One-day stay investigation may herald next federal initiative
One-day stay investigation may herald next federal initiative
Health care attorneys say an ongoing investigation by the U.S. Department of Justice into one-day stays at numerous New Jersey hospitals is showing signs of becoming the government’s next major national initiative in health care fraud enforcement. The government is attempting to identify patients who are admitted and discharged the same day, yet are billed as inpatients, they say.
"The government will get a printout that identifies all of the individuals admitted and discharged on the same day and send that out to various hospitals to say these were inappropriately billed as inpatients," says Robert Salcido, a former trial attorney with the civil division of the U.S. Department of Justice.
"The theory is that those people should have been billed as outpatients because they did not stay overnight," says Salcido, now a partner with Akin Gump in Washington, DC.
Based on the government’s pattern of taking an investigation in one locality and spreading it across the country, he says this could turn out to be the next national initiative. If that happens, it would be consistent with the Department of Health and Human Services’ Office of Inspector General’s Work Plan for FY 2002, which focuses heavily in the area of patient transfers and discharges.
Even as these new investigations emerge, the government still is working on several existing national initiatives, such as pneumonia upcoding and physicians at teaching hospitals, better known as PATH. According to Dan Anderson, an attorney in the civil division at the U.S. Department of Justice, the government still is working on roughly 90 pneumonia upcoding cases nationwide.
Anderson says there have been roughly 25 successful prosecutions to date, mostly in the form of settlements. The common theme in all these cases is the existence of a system that is designed to guarantee the enhancement of revenue rather then the accuracy of codes, he says.
"That is not the end of the investigation by any stretch of the imagination," says Anderson. But he says successful cases tend to share common themes, such as coders with bonuses based on their enhancing revenue, penalties for coders who complain about coding procedures, and instructions to coders that fly in the face of established coding rules.

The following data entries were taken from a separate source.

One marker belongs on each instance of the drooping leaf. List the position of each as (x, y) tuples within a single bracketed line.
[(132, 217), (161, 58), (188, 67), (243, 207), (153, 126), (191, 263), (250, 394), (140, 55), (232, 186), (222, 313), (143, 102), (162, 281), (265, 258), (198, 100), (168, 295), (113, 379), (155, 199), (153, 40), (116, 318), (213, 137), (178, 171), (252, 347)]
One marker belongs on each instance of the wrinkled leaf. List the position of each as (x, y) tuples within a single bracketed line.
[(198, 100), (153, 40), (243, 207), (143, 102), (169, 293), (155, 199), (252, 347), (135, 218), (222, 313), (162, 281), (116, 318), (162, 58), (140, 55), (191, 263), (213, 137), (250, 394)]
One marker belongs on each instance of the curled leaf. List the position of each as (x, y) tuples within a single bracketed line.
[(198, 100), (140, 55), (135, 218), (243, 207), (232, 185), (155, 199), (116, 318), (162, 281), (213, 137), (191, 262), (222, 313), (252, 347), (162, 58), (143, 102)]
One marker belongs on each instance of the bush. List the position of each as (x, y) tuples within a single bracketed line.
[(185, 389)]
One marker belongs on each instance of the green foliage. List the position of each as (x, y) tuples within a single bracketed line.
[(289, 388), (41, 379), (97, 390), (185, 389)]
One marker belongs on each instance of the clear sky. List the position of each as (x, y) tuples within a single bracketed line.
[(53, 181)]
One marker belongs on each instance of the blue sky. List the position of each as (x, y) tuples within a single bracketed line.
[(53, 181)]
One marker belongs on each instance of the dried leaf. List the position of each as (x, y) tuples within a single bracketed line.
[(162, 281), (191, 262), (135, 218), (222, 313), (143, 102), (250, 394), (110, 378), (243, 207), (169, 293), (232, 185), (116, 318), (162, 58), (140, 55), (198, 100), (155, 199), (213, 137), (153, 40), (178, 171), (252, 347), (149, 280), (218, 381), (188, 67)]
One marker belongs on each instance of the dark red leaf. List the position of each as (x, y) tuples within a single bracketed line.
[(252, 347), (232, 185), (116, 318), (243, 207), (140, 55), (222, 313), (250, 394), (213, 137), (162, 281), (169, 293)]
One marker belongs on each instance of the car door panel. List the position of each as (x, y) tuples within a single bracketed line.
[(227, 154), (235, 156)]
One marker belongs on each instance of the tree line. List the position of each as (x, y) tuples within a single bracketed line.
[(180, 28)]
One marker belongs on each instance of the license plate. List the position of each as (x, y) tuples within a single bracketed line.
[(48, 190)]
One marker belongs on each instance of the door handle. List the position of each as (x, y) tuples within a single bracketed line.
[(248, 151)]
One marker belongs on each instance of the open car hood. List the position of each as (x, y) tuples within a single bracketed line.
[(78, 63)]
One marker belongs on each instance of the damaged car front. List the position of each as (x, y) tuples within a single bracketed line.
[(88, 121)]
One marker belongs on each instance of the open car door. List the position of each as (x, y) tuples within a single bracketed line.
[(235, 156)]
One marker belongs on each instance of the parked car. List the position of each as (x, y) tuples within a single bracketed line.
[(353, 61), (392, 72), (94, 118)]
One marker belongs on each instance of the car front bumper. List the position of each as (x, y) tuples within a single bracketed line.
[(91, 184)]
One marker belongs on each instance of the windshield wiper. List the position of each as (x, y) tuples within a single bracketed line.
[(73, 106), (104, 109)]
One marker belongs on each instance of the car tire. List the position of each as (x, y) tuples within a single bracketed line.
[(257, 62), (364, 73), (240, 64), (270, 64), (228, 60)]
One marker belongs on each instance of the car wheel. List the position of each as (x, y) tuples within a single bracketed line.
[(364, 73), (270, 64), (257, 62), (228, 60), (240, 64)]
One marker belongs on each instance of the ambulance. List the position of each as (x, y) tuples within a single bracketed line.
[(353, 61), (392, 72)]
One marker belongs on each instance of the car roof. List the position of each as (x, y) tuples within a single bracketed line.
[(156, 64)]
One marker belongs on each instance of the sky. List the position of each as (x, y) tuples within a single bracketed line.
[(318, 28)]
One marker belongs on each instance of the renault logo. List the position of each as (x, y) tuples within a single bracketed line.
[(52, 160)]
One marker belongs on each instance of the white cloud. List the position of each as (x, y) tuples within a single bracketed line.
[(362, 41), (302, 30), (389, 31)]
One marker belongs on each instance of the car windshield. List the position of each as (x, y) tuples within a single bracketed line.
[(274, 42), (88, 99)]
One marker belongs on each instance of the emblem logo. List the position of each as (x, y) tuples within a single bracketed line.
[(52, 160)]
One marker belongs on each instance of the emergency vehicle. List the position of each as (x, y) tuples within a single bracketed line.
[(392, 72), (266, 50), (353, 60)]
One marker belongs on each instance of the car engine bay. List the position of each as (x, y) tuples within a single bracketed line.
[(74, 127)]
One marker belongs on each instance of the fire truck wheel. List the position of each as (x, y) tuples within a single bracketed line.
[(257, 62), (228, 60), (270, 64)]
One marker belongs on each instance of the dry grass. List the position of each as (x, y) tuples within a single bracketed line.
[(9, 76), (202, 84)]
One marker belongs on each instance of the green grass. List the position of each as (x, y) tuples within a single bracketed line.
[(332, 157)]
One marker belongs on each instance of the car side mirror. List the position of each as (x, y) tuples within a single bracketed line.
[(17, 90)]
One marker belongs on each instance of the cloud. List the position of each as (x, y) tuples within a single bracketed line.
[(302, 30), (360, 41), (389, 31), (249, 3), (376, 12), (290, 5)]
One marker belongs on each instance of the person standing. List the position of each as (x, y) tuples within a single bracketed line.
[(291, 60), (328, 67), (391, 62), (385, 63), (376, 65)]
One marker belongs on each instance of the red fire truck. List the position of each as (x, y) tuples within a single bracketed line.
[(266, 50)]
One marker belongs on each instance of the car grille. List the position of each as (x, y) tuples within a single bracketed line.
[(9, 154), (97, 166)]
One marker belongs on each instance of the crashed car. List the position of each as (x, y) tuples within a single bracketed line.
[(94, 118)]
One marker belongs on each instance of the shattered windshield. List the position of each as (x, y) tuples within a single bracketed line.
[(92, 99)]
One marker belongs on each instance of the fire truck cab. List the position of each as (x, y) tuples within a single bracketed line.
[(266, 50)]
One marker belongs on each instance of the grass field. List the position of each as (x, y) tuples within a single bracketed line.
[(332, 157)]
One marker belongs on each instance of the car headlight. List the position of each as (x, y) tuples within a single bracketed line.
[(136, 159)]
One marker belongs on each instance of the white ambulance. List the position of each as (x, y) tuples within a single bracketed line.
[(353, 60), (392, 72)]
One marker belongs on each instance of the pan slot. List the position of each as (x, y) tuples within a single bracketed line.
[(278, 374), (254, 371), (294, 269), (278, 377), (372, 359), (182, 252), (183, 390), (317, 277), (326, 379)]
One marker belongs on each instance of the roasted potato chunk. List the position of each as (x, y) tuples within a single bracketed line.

According to Salcido, the most fruitful tactic for hospitals targeted by these investigations is to hire a clinician and determine their error rate, then look at the hospital’s specific circumstances to determine why a particular code was used. Hospitals then can use that to make a presentation to the Department of Justice that, even if there is an overpayment issue, there is no False Claims Act issue.
Negligence alone cannot create False Claims Act liability, Salcido notes. If the error rate is low, the argument can be made that at worst the conduct was negligent rather than reckless.
Salcido says another defense is the so-called "government-knowledge defense." When there is a continuing dialogue with the government regarding a particular practice, it is difficult for the government to come back and say that it was deceived. "If there is a dialogue taking place with the fiscal intermediary or peer-review organization, that makes the government’s case much more difficult," he explains.
A third defense is that the regulatory guidance is inherently ambiguous or that the party acted with a reasonable interpretation. "In the pneumonia context or DRG creep, you must look at the underlying regulatory guidance and instructions related to those codes and ascertain whether you were appropriately coding," he says.